Singapore, 29 April 2022 – The SingHealth Centre for Population Health Research and Implementation (CPHRI) was launched at the inaugural Singapore Population Health Symposium 2022 today. Senior Minister of State for Health, Dr Janil Puthucheary, officiated the launch of the new Centre, which aims to bridge research and care delivery in the community.
As the population in Singapore ages, there is a need to deliver good healthcare outcomes in a sustainable manner, and to improve population health at both the systemic and individual level.
Population health and implementation science is one of the strategic research themes at the SingHealth Duke-NUS Academic Medical Centre (AMC). Significant progress in this area have been made in the past years by the Population Health Research community in the AMC.

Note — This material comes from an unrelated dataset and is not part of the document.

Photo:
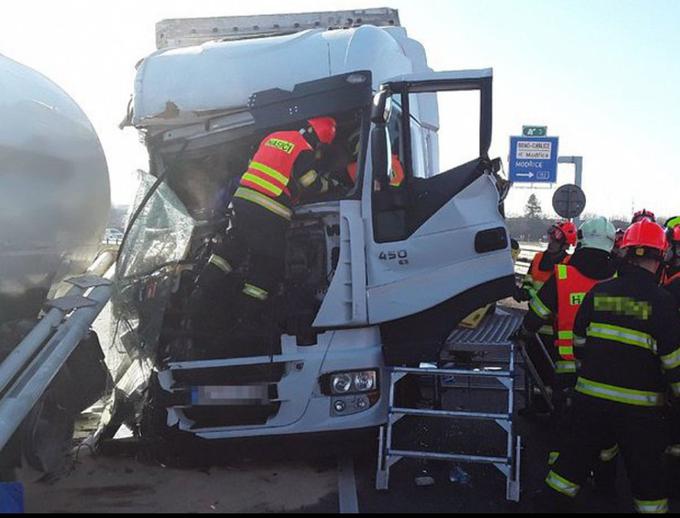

"Academic medicine is a key enabler for population health. As the nexus for population health research, innovation and implementation in SingHealth, CPHRI will bridge science, service design and delivery in the community, and support the development of the national population health ecosystem. CPHRI will also leverage big data and technology to support our key population health initiatives. In addition, we will evaluate the effectiveness of these initiatives to guide the scaling of programmes that enable the population to keep well, get well, and live well," said Professor Lee Chien Earn, Deputy Group CEO (Regional Health System), SingHealth.
CPHRI's Research Themes
CPHRI will focus on four research themes that are underpinned by strategic partnerships with community and industry partners, as well as research agencies.
The Vulnerable Adolescents theme aims to understand and address the needs of adolescents with psychosomatic symptoms, or illnesses connected to both mind and body. It will look into harnessing AI chatbot technology to facilitate the self-management of psychosomatic symptoms in concert with clinical interventions.
The Diabetes theme aims to address the gaps in diabetes self-management among high-risk individuals who continue to have poorly controlled diabetes, who are preparing to fast, and who do not have their yearly influenza vaccinations.
The Complex Needs theme aims to understand the wider determinants of health in Singapore, and how complex integrated care programmes function. It will also devise innovative approaches to improve self-management and the social connectedness of persons with complex care needs.
The Pre-frailty and Frailty theme aims to develop early interventions targeted at seniors who are pre-frail, to keep them healthy for as long as possible. It will leverage technology to measure frailty and aid the early detection of frailty.
"There are many likeminded community-based organisations with strong roots in the community, sharing our goal of improving the well-being of the population. We are excited to work closely with them and our industry and research partners to accelerate the translation of research findings to interventions that can improve the health of Singaporeans," said Professor Julian Thumboo, Director, SingHealth Centre for Population Health Research and Implementation.
The inaugural Singapore Population Health Symposium is a platform which brings together healthcare professionals, social care practitioners, researchers, and policymakers to learn and exchange best practices on population health. Themed "Life Space in Seniors – Integration of Health, Social and Environmental Dimensions", the virtual event covers topics on improving the Life Space of seniors, which is a key measure of community mobility and a contributor to population health.